Macbeth, the task of recognising grief and learning to move on


Glasgow poet and performer Cee Smith consider a modern rendering of the famous “Scottish play”.

I was invited to see Macbeth in the cinema a few months back. I felt I had seen enough variations of Macbeth to skip this latest offering from Australian director Justin Kurzel. I am very glad I changed my mind.

Cee Smith
Cee Smith

Mainstream art has always played its part in helping guide a community through grief; from the iconography and ritual of religion to the cinema and the sports stadium, we have been encouraged to experience emotion en masse.

With an abundance of media available to us on TV and online, the community aspect has decreased while the quantity of grief has exploded. The cues to grieve have shifted. We haven’t the time or the space to do so and it is spilling out of us. Choosing addictive substances and behaviours to mask the pain; from social media, caffeine, sugar to cocaine, tobacco and heroin.

We either ignore grief and pretend it’s not happening or we seek it out like an addict of misery.

I wasn’t just put off by dull, high school readings of Shakespeare, I was reluctant to be miserable. In the opening scene, Macbeth and his wife bury their son. He is haunted by the face of a young boy he fights alongside in a later battle. She turns desperately to the cold, dark of the church. He to despair, clinging wildly to both his wife and the stark and harsh landscape around him. In their grief she lays the idea of murder in his hands which ultimately leads them to the light and beauty of a castle. Power. Money. Ultimately the greatest distraction and comfort available in the period.

This was a film that felt Scottish. With the lead actors French and German-Irish, an Australian director and a script written by a 16th century Englishman, that might sound like an odd statement. Or the fact that ‘the Scottish play’ should in fact feel Scottish may sound like a redundant statement.

But it was the first time Macbeth felt to me a relatable countryman. Seeing our national landscape, hearing our own accents (from the other players of course, though Fassbinder did provide a passable if Glaswegian accent). The words did not matter.

Gone was the needling conniving Lady and the cold, cruel  Macbeth. Left were two scared and confused parents pushing themselves towards action for the sake of action to a climax where Macbeth finally sees the futility in reacting to violent loss with more violence.

It was all the more relatable. It was recognisable in the streets where our own grief compels us to act destructively. To embrace our addictions because it ‘cannae get any worse’.

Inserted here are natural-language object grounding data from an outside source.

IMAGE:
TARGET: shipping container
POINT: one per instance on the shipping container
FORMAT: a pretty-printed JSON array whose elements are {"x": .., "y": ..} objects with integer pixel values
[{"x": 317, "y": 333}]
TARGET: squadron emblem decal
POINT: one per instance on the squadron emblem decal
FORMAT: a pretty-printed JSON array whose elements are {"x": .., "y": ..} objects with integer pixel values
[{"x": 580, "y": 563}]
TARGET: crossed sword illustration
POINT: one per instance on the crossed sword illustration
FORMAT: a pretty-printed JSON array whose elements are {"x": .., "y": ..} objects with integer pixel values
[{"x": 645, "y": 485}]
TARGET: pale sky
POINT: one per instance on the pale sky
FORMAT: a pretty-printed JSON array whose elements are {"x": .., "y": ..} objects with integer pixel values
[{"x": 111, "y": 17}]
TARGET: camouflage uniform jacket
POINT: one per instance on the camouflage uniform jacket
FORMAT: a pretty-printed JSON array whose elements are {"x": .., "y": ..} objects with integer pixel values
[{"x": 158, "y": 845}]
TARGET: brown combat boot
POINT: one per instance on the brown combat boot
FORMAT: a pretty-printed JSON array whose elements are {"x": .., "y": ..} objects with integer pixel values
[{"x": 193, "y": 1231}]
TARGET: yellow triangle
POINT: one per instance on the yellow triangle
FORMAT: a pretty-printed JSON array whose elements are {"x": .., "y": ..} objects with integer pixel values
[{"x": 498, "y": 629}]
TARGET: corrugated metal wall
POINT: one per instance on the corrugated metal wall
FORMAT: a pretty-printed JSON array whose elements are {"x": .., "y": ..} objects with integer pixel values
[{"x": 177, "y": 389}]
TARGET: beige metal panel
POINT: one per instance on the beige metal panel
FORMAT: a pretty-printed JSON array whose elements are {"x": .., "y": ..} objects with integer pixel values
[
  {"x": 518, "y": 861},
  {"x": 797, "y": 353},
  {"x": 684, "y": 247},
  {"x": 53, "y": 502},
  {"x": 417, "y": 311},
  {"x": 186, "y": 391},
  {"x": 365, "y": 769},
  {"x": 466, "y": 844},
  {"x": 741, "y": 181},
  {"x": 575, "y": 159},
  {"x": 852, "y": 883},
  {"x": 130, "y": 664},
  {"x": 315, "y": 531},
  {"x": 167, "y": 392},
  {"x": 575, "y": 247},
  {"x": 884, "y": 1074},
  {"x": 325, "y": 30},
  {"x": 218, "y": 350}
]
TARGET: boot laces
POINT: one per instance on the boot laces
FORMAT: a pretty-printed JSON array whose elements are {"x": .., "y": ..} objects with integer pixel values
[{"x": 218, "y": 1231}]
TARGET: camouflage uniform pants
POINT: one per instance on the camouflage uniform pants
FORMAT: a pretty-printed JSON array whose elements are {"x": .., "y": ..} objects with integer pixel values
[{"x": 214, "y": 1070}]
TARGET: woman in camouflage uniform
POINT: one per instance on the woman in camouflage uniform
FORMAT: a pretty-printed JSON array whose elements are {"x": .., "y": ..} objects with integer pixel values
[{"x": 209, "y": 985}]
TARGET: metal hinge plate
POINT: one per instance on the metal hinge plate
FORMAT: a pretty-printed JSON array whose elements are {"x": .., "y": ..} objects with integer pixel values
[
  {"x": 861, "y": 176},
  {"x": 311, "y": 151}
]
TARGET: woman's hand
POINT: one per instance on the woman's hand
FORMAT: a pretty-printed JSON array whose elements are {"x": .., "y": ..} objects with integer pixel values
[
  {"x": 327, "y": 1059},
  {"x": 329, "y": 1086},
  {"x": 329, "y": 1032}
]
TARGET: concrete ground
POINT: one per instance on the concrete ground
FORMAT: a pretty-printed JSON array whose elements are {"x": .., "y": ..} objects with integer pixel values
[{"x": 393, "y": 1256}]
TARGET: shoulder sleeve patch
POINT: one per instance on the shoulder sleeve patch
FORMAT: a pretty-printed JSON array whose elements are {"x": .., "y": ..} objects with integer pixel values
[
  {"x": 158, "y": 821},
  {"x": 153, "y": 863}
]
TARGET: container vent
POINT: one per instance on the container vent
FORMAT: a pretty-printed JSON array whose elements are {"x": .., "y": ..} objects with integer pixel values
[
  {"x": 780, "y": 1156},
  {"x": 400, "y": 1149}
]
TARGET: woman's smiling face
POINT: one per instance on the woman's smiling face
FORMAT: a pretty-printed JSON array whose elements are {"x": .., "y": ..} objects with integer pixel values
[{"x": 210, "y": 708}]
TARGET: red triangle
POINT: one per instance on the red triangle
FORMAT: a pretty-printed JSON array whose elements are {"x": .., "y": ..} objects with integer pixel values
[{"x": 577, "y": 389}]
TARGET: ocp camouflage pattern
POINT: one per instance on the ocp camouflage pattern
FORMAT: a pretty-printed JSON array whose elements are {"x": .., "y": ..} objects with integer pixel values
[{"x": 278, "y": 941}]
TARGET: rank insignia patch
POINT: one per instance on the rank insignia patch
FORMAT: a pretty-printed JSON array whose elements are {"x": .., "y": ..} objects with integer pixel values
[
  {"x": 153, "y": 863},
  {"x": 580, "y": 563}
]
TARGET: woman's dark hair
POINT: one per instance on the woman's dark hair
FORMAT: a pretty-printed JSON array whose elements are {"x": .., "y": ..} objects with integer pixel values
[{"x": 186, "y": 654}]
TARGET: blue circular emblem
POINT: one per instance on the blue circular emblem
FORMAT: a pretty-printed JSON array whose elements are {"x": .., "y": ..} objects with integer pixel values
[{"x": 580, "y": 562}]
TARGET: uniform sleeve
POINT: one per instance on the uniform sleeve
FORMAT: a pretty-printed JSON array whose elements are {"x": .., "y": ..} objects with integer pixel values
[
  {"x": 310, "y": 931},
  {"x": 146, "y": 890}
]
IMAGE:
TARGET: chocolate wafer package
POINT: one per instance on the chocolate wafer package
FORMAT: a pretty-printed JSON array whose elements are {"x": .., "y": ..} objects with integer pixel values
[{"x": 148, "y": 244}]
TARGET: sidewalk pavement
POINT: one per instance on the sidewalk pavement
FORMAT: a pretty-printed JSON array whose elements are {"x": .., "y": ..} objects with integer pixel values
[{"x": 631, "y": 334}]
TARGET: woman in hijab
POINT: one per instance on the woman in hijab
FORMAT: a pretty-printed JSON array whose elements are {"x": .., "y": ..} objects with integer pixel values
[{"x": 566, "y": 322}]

Those were the words overheard by a friend coming out of the referendum polling station after his constituency voted yes for change. The grief of the referendum hit the Yes movement hard. The failure of the promises made has provoked anger and grief from some who voted No.

It was even a running theme of the referendum. Grief of losing both independence and union. It was a mass political cue to experience all of our losses and suddenly it was pushed to the background. Conversations were started but never finished. There were no other options. Yes or No. Grieve or Ignore.

Something needs to change. Perhaps if we learn to recognise grief and its symptoms we can move forward.